Callbacks passed to the Model prediction methods come in two varieties: normal callbacks can be passed to cbs; and a special prediction callback can be passed to pred_cb. The prediction callback is responsible for storing and processing model predictions, and then returning the via a get_preds method. The default prediction callback simply returns predictions in the same order they were generated, however users may wish to e.g. rescale or bin predictions for convenience. An example use for other callbacks during prediction would be e.g. for inference of parameterised training model ParameterisedPrediction, Baldi et al., 2016.

Callbacks in LUMIN¶

A range of common, or useful, callbacks are provided in LUMIN:

Optimiser and Cyclic callbacks are designed to modify optimiser hyper-parameters during training, e.g.

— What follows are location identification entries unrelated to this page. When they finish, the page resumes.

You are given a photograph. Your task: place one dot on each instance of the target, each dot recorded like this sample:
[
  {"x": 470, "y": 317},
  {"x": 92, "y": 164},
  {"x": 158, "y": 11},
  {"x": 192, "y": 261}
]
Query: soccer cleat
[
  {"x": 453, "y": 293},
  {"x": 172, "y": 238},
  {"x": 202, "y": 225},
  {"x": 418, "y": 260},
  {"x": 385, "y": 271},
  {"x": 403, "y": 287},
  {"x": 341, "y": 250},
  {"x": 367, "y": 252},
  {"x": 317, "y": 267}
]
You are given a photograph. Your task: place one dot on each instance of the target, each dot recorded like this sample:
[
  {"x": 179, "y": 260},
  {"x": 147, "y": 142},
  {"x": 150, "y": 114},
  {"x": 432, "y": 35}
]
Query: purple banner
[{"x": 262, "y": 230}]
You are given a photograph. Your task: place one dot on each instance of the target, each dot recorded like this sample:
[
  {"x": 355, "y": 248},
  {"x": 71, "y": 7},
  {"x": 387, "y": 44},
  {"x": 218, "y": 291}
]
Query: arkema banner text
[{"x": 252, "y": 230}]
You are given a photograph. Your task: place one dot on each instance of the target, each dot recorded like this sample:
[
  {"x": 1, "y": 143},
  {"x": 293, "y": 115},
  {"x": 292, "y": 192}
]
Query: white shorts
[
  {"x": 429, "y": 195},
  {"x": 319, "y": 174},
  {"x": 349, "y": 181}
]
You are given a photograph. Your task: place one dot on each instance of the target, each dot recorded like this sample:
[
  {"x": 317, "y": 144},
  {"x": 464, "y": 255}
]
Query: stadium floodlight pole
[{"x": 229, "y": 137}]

OneCycle Smith, 2018. Classes inheriting from AbsCyclicCallback can signal to other callbacks to only act when a cycle has finished (e.g. stop training after no improvement).
Data callbacks modify aspects of the data, e.g. for label smoothing, resampling, and replacing/removing values and data.
Loss callbacks adjust the loss values and gradients, or even manually compute losses themselves.
Model callbacks are a special type of callback that trains alternative models and can be polled for loss values, have their performance tracked, and have their models saved instead of the main model, e.g. SWA Izmailov et al., 2018.
Monitor callbacks keep track of performance during the training, and provide a realtime report of metrics. Additionally, they can be used to save models when performance improves and stop training after improvements cease.
Prediction handler callbacks are responsible for storing and adjusting the network outputs when predicting on new data.